Emeritus Professor of Social and Cultural Anthropology

Career History

Professor Anthony Cohen is one of Scotland’s senior social anthropologists. He became Principal of Queen Margaret University College, Edinburgh in 2003. In January 2007, following the approval of the Privy Council and the Scottish Government, the University College became Queen Margaret University, Edinburgh. Previously, Professor Cohen was Professor of Social Anthropology at the University of Edinburgh from 1989—2003 (where is now an Honorary Professor), and served as the University’s Provost of Law & Social Sciences, and as Dean of Social Sciences from 1997 – 2002. Prior to that, he was the University Convener of Postgraduate Studies.

Professor Cohen was previously a research fellow at Memorial University of Newfoundland (1968—70), and then held lecturing positions in social anthropology at the Queen's University at Kingston, Ontario (1970—71), and at the University of Manchester (1971—89).

Specialist Areas (Research and Scholarship)

Professor Cohen was one of a small group of British, Scandinavian and north American anthropologists who, in the late 1960s and early 1970s, recreated the anthropological study of western industrialised societies.

He was instrumental in revitalising the anthropological study of Britain; and, following his doctoral research in Newfoundland, has focused all his own empirical research on Scotland. His theoretical areas of research and writing have been, initially, in issues of local-level politics; later, and more substantially, in identity; symbolism; and selfhood.

Following many years of field research in Whalsay, Shetland (then the longest continuous ethnographic study ever undertaken in the British Isles), he began in 1994 to lead research on issues relating to national identity in Scotland.
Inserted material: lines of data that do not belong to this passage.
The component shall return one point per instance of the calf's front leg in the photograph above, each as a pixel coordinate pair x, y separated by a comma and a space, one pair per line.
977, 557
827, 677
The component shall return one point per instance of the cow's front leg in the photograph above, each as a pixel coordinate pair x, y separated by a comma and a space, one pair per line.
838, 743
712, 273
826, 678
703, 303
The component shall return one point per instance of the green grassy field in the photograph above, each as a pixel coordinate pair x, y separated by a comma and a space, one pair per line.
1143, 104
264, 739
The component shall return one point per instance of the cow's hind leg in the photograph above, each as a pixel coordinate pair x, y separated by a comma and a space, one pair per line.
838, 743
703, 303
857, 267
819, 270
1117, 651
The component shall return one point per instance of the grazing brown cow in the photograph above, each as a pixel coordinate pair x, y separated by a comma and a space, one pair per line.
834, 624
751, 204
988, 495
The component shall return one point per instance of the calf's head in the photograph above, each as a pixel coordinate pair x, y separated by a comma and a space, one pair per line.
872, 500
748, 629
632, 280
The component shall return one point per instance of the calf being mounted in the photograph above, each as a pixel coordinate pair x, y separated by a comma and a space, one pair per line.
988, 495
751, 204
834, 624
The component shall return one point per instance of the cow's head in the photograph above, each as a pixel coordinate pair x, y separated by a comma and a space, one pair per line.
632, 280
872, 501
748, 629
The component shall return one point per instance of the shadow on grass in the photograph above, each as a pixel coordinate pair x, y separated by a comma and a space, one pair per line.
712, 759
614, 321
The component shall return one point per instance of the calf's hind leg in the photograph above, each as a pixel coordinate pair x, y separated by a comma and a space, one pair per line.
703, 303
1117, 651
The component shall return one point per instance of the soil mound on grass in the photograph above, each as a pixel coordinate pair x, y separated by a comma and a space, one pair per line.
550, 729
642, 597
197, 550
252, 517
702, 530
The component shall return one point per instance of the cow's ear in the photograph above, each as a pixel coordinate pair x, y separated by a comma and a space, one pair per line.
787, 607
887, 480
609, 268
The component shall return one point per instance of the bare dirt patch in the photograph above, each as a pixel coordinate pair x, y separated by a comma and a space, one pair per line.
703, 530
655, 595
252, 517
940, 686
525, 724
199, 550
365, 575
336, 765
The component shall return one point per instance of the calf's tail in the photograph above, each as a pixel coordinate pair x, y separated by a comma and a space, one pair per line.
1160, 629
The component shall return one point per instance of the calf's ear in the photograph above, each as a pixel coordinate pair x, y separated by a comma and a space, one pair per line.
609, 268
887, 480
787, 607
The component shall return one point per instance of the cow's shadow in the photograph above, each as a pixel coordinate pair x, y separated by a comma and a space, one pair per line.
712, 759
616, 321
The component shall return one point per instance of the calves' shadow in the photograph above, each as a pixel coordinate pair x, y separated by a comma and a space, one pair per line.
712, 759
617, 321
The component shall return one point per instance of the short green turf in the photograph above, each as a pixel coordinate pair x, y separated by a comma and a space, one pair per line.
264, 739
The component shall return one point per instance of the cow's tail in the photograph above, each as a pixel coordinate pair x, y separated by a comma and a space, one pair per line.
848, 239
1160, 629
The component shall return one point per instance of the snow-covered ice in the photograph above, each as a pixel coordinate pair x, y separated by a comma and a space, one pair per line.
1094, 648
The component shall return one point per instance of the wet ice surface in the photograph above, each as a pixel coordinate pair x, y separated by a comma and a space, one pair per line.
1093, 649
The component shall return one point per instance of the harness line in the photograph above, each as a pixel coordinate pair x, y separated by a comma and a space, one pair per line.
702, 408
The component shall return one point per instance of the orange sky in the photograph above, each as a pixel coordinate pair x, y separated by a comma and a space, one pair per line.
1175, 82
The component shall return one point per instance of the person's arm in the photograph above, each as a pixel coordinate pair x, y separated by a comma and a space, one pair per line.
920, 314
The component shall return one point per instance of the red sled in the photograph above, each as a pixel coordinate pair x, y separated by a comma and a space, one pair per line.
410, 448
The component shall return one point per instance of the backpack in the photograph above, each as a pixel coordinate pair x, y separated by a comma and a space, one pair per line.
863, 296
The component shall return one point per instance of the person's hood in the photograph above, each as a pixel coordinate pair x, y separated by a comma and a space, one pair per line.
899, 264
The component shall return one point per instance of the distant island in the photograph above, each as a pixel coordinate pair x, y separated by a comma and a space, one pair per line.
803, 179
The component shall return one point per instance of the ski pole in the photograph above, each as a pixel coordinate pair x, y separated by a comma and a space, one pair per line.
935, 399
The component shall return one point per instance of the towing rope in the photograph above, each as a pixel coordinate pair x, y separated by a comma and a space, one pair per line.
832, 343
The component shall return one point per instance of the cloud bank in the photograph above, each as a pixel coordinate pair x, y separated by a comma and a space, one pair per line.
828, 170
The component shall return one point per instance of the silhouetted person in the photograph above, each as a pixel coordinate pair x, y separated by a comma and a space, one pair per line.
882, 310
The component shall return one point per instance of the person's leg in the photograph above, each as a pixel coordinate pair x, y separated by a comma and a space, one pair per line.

He contributed to the design, led by Professor David McCrone, of Edinburgh's successful application to the Leverhulme Trust for a £1.1m five-year programme grant for research on national identity and political and constitutional change. Professor Cohen was involved in the formulation of the brief to the Economic and Social Research Council for the creation of its programme on Devolution and Constitutional Change. He is the author and/or editor of ten books, and author of more than fifty published academic papers and chapters.

Professor Cohen is a Fellow of the Royal Society of Edinburgh and of the Royal Anthropological Institute, and holds an honorary D.Sc of the University of Edinburgh. He was awarded the CBE in the Queen’s Birthday Honours List for 2008.

Publications

Books

  1. The Management of Myths: the Politics of Legitimation in a Newfoundland Community, Manchester: Manchester University Press; St John's ISER, 1975.
  2. The Symbolic Construction of Community, London & New York: Tavistock, 1985 (CHOICE award: Outstanding Book of the Year).

(Published in Turkish (1999) and in Japanese (2005).

  1. Whalsay: Symbol, Segment and Boundary in a Shetland Island Community. Manchester: Manchester University Press; New York: St Martin's Press, 1987
  2. Self Consciousness: an Alternative Anthropology of Identity, London & New York: Routledge, 1994.

(Published in Danish as Selv-Bevidsthed: En Alternativ Identitets-Antropologi, Frederiksberg: DET lille FORLAG, 1995).

  1. A.P. Cohen et al, Villages Anglais, É cossais, Irlandais , Toulouse: Editions le Mirail, 1993.
  2. (ed.) Belonging: Identity and Social Organisation in British Rural Cultures, Manchester: Manchester University Press, 1982.
  3. (ed.) Symbolising Boundaries: Identity and Diversity in British Cultures, Manchester: Manchester University Press, 1986.
  4. (ed. with K. Fukui) Humanising the City? Social Contexts of Urban Life at the Turn of the Millenium, Edinburgh University Press, 1993.
  5. (ed. with N.J. Rapport) Questions of Consciousness, (ASA Monographs, 33) Routledge, 1995.
  6. (ed.) Signifying Identities: Anthropological Perspectives on Boundaries and Contested Values, Routledge, 2000.